The Temptations re-recorded the song as part of a series of promos for American television network CBS during the 1990-91 TV season. The network had been using the "Get Ready for CBS" tagline since 1988, and the song's lyrics were modified to incorporate the tagline.

==Charts==

| Chart (1966–1967) | Peak position |
|---|---|
| Canada RPM Top Singles | 32 |
| UK Singles Chart | 10 |
| US Billboard Hot 100 | 29 |
| US Billboard Hot Rhythm & Blues Singles | 1 |
| US Cash Box Top 100 | 29 |

==Certifications==

| Region | Certification | Certified units/sales |
| United Kingdom (BPI) | Silver | 200,000^{‡} |
^{‡} Sales+streaming figures based on certification alone.

== Rare Earth version ==

The rock band Rare Earth regularly played "Get Ready" in concert, where it was a popular staple of their live performances, and recorded a version for their 1968 Verve release, Dreams/Answers. After signing with Motown, executive Barney Ales asked the band to re-record the song for their first release on Motown's then-unnamed rock subsidiary, due to the audience response to the band's cover.
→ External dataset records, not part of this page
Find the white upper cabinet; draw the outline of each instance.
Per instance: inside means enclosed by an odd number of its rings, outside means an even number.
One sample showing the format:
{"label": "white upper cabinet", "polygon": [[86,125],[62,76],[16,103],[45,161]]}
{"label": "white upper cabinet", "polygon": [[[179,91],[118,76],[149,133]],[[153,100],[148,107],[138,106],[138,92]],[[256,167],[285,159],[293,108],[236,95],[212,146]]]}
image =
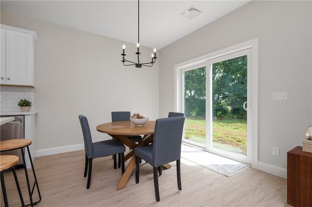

After recording a version which was scrapped, the band themselves set up their own recording equipment and recorded a 21-minute version, which later had audience applause dubbed in. The new recording of "Get Ready" was edited down to 2:46 for a single, which was given a Tamla Motown release in the UK, the only release by the band to appear on Motown itself, and unlike the Temptations' version, Rare Earth's recording was a success on the pop chart. The single peaked at #4 on the Billboard Hot 100 chart in 1970. The Rare Earth version of the song also peaked at number twenty on the R&B chart.

Rare Earth's version of "Get Ready" was routinely used by hip hop artist DJ Kool Herc in turntablism performances. Pioneering hip hop journalist Steven Hager wrote that Rare Earth's recording "was a favorite in the Bronx because it lasted over twenty-one minutes, which was long enough for the serious dancers to get into the beat. They loved to wait for the song's two-minute drum solo to show their most spectacular moves."

===Charts===

====Weekly charts====

| Chart (1970) | Peak position |
|---|---|
| Argentina (CAPIF) | 10 |
| Belgium (Ultratop 50 Flanders) | 21 |
| Belgium (Ultratop 50 Wallonia) | 12 |
| Canada Top Singles (RPM) | 1 |
| West Germany (GfK) | 22 |
| Netherlands (Dutch Top 40) | 18 |
| Netherlands (Single Top 100) | 12 |
| US Billboard Hot 100 | 4 |
| US Best Selling Soul Singles (Billboard) | 20 |
| US Cash Box Top 100 | 2 |

====Year-end charts====

| Chart (1970) | Rank |
|---|---|
| Canada | 31 |
| U.S. Billboard Hot 100 | 8 |
| U.S. Cash Box | 4 |

===Certifications===

| Region | Certification | Certified units/sales |
| United States (RIAA) | Gold | 500,000^{^} |
^{^} Shipments figures based on certification alone.

== Other cover versions ==
- The song was Ella Fitzgerald's last US chart record (1969), reaching the Billboard Bubbling Under the Hot 100 survey (#126) and the Record World "Non-Rock Top 40". She performed it on The Carol Burnett Show in November 1969.
- Australian singer Carol Hitchcock released a version which was produced by Stock, Aitken and Waterman in 1987 that became a moderate hit in her homeland, peaking at No. 18, but only achieved minor UK success, peaking at No. 56.
- The song was recorded by its original author Smokey Robinson, for his 1979 album Where There's Smoke…. This 6-minute disco version was also released as a single and made #82 on the R&B Charts.
- The group again re-recorded the song from their 1991 album, Milestone as a dance version to the original recording.